Montague "Monty" Yeats-Brown CMG (2 August 1834 – 22 February 1921) was a 19th-century British diplomat in Genoa and Boston.

== Life ==
Yeats-Brown was born on 2 August 1834 on Palmaria, and was christened on an American warship then in harbour at the island. He grew up speaking Genoese, Italian, German and English.

His father, Timothy Yeats Brown, from an English banking family, became Consul of Genoa in 1840; his maternal grandfather John Cadwalader was a militia general in the American Revolution. "Monty" was sent to a German school in Brussels at the age of 10, before passing into Marlborough College.

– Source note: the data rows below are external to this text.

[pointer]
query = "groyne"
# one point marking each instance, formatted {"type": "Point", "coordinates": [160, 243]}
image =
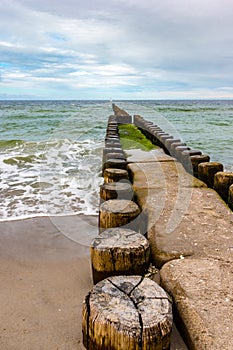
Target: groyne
{"type": "Point", "coordinates": [186, 230]}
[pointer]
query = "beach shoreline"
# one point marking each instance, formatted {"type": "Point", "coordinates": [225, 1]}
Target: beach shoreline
{"type": "Point", "coordinates": [45, 276]}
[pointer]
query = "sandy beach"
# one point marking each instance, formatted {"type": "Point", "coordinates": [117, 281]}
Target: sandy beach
{"type": "Point", "coordinates": [45, 274]}
{"type": "Point", "coordinates": [44, 278]}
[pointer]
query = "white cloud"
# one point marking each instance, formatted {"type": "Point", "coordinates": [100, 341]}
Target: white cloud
{"type": "Point", "coordinates": [167, 48]}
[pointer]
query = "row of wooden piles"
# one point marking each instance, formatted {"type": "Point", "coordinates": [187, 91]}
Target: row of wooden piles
{"type": "Point", "coordinates": [125, 309]}
{"type": "Point", "coordinates": [196, 163]}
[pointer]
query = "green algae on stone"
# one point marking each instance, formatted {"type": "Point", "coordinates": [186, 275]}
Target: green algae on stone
{"type": "Point", "coordinates": [132, 138]}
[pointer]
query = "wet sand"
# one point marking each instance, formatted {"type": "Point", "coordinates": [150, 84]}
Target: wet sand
{"type": "Point", "coordinates": [45, 274]}
{"type": "Point", "coordinates": [44, 278]}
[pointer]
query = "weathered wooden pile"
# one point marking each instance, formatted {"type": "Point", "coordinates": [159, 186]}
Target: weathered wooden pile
{"type": "Point", "coordinates": [177, 222]}
{"type": "Point", "coordinates": [125, 309]}
{"type": "Point", "coordinates": [193, 161]}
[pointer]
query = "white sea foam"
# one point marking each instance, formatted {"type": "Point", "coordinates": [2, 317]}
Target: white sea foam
{"type": "Point", "coordinates": [62, 179]}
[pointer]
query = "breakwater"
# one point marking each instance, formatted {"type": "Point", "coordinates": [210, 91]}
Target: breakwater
{"type": "Point", "coordinates": [189, 231]}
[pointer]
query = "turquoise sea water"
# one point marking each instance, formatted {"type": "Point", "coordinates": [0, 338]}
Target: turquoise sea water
{"type": "Point", "coordinates": [51, 151]}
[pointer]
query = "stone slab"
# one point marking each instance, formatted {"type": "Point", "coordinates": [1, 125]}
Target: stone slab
{"type": "Point", "coordinates": [155, 155]}
{"type": "Point", "coordinates": [184, 218]}
{"type": "Point", "coordinates": [203, 301]}
{"type": "Point", "coordinates": [166, 175]}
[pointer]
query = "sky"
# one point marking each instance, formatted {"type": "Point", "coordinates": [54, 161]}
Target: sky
{"type": "Point", "coordinates": [116, 49]}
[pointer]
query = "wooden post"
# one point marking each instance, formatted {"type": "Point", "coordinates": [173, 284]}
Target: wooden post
{"type": "Point", "coordinates": [117, 213]}
{"type": "Point", "coordinates": [119, 251]}
{"type": "Point", "coordinates": [186, 161]}
{"type": "Point", "coordinates": [206, 172]}
{"type": "Point", "coordinates": [115, 175]}
{"type": "Point", "coordinates": [114, 155]}
{"type": "Point", "coordinates": [127, 313]}
{"type": "Point", "coordinates": [173, 147]}
{"type": "Point", "coordinates": [169, 142]}
{"type": "Point", "coordinates": [230, 197]}
{"type": "Point", "coordinates": [116, 190]}
{"type": "Point", "coordinates": [222, 182]}
{"type": "Point", "coordinates": [197, 159]}
{"type": "Point", "coordinates": [178, 151]}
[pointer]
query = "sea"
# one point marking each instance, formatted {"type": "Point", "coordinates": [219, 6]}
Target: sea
{"type": "Point", "coordinates": [51, 151]}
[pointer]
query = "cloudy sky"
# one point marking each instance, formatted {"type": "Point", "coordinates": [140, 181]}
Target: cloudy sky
{"type": "Point", "coordinates": [120, 49]}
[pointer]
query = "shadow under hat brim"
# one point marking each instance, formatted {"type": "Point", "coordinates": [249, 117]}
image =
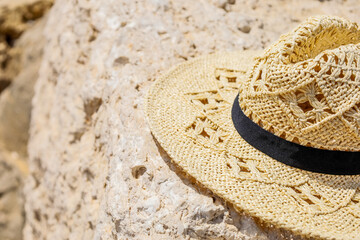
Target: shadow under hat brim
{"type": "Point", "coordinates": [189, 113]}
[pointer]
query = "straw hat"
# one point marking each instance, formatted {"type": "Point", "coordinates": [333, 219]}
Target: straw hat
{"type": "Point", "coordinates": [276, 133]}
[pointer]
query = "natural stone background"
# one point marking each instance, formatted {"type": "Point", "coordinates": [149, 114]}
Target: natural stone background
{"type": "Point", "coordinates": [95, 170]}
{"type": "Point", "coordinates": [21, 44]}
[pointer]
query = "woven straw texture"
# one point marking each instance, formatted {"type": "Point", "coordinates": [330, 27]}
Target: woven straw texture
{"type": "Point", "coordinates": [289, 90]}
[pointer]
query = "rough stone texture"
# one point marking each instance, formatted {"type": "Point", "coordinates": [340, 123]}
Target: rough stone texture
{"type": "Point", "coordinates": [15, 17]}
{"type": "Point", "coordinates": [20, 57]}
{"type": "Point", "coordinates": [95, 170]}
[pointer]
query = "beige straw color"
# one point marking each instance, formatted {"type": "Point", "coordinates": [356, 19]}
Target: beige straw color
{"type": "Point", "coordinates": [304, 88]}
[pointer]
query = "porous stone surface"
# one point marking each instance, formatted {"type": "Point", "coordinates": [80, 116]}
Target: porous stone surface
{"type": "Point", "coordinates": [95, 170]}
{"type": "Point", "coordinates": [21, 44]}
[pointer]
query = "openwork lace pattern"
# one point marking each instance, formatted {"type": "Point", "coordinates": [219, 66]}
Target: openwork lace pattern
{"type": "Point", "coordinates": [307, 84]}
{"type": "Point", "coordinates": [309, 96]}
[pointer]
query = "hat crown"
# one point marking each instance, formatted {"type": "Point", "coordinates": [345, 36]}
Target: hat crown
{"type": "Point", "coordinates": [305, 88]}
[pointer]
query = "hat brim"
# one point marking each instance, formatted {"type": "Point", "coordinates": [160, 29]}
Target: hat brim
{"type": "Point", "coordinates": [189, 113]}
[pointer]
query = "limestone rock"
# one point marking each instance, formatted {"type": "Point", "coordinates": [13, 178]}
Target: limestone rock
{"type": "Point", "coordinates": [19, 60]}
{"type": "Point", "coordinates": [95, 170]}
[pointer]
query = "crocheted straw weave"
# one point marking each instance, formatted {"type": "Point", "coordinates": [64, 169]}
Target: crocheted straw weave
{"type": "Point", "coordinates": [304, 88]}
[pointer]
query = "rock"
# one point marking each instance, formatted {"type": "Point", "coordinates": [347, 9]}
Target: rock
{"type": "Point", "coordinates": [11, 200]}
{"type": "Point", "coordinates": [95, 170]}
{"type": "Point", "coordinates": [21, 44]}
{"type": "Point", "coordinates": [15, 17]}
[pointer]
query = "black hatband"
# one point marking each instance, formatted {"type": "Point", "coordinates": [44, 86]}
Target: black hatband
{"type": "Point", "coordinates": [292, 154]}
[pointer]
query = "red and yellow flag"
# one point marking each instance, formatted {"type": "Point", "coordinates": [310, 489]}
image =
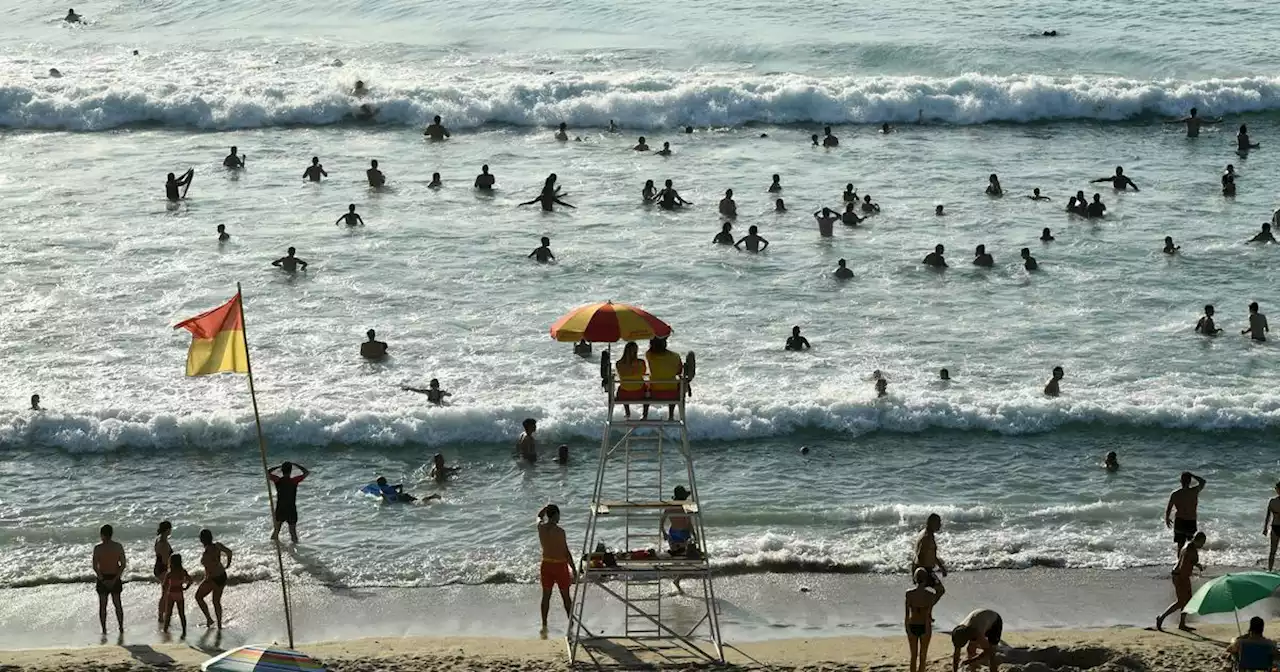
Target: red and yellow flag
{"type": "Point", "coordinates": [216, 341]}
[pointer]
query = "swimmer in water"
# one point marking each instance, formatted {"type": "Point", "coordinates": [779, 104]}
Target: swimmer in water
{"type": "Point", "coordinates": [982, 259]}
{"type": "Point", "coordinates": [1205, 325]}
{"type": "Point", "coordinates": [1028, 260]}
{"type": "Point", "coordinates": [435, 131]}
{"type": "Point", "coordinates": [1051, 388]}
{"type": "Point", "coordinates": [1264, 236]}
{"type": "Point", "coordinates": [350, 218]}
{"type": "Point", "coordinates": [1193, 123]}
{"type": "Point", "coordinates": [993, 186]}
{"type": "Point", "coordinates": [753, 241]}
{"type": "Point", "coordinates": [315, 170]}
{"type": "Point", "coordinates": [485, 181]}
{"type": "Point", "coordinates": [289, 263]}
{"type": "Point", "coordinates": [1119, 181]}
{"type": "Point", "coordinates": [935, 257]}
{"type": "Point", "coordinates": [725, 237]}
{"type": "Point", "coordinates": [727, 208]}
{"type": "Point", "coordinates": [1242, 140]}
{"type": "Point", "coordinates": [543, 254]}
{"type": "Point", "coordinates": [233, 160]}
{"type": "Point", "coordinates": [375, 177]}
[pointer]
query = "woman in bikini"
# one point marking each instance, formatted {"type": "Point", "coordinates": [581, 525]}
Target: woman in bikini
{"type": "Point", "coordinates": [215, 576]}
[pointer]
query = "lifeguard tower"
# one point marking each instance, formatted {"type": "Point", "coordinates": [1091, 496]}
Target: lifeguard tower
{"type": "Point", "coordinates": [626, 560]}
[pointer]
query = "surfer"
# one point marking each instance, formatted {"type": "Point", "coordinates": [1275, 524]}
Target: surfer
{"type": "Point", "coordinates": [375, 177]}
{"type": "Point", "coordinates": [315, 170]}
{"type": "Point", "coordinates": [289, 263]}
{"type": "Point", "coordinates": [172, 183]}
{"type": "Point", "coordinates": [435, 131]}
{"type": "Point", "coordinates": [350, 218]}
{"type": "Point", "coordinates": [1119, 181]}
{"type": "Point", "coordinates": [233, 160]}
{"type": "Point", "coordinates": [373, 348]}
{"type": "Point", "coordinates": [1193, 123]}
{"type": "Point", "coordinates": [543, 254]}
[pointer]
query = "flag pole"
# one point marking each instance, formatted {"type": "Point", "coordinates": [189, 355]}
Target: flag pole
{"type": "Point", "coordinates": [266, 470]}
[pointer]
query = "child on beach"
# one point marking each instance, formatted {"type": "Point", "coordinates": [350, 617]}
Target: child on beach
{"type": "Point", "coordinates": [176, 583]}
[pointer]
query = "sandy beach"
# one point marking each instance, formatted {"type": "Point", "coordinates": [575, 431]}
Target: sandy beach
{"type": "Point", "coordinates": [1055, 650]}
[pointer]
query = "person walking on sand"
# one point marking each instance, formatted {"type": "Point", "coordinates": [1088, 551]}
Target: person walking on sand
{"type": "Point", "coordinates": [215, 576]}
{"type": "Point", "coordinates": [1182, 506]}
{"type": "Point", "coordinates": [109, 563]}
{"type": "Point", "coordinates": [557, 566]}
{"type": "Point", "coordinates": [919, 617]}
{"type": "Point", "coordinates": [1188, 560]}
{"type": "Point", "coordinates": [979, 632]}
{"type": "Point", "coordinates": [287, 497]}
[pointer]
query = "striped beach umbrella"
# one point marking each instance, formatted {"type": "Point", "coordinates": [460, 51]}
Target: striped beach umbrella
{"type": "Point", "coordinates": [261, 659]}
{"type": "Point", "coordinates": [608, 323]}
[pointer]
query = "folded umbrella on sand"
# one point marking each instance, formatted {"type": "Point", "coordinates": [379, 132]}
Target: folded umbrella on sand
{"type": "Point", "coordinates": [261, 659]}
{"type": "Point", "coordinates": [1233, 592]}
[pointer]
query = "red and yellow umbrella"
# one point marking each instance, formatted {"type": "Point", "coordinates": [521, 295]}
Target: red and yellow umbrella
{"type": "Point", "coordinates": [608, 323]}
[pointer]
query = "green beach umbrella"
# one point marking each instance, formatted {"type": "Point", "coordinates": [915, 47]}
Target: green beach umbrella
{"type": "Point", "coordinates": [1233, 592]}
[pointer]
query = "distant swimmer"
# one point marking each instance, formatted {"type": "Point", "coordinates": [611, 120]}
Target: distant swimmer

He served in Genoa, Kingdom of Sardinia and then in Boston.

Yeats-Brown began working in the British Consulate in Genoa in 1854 aged 20, was appointed Vice-Consul two years later, and then Consul after his father's retirement in 1857, "though only then 23, which is unusually young for such a post". He married Agnes Matilda Bellingham, sister of Sir Henry Bellingham, 4th Baronet, on 3 November 1875. Yeats-Brown was appointed as consul to Boston in 1893, retiring from the diplomatic service in 1896.

In 1867, Yeats-Brown purchased Castello Brown above Portofino, which he restored over subsequent years, and where he died on 22 February 1921.

One of his sons, Francis Yeats-Brown, became well known for his dashing autobiography The Lives of a Bengal Lancer.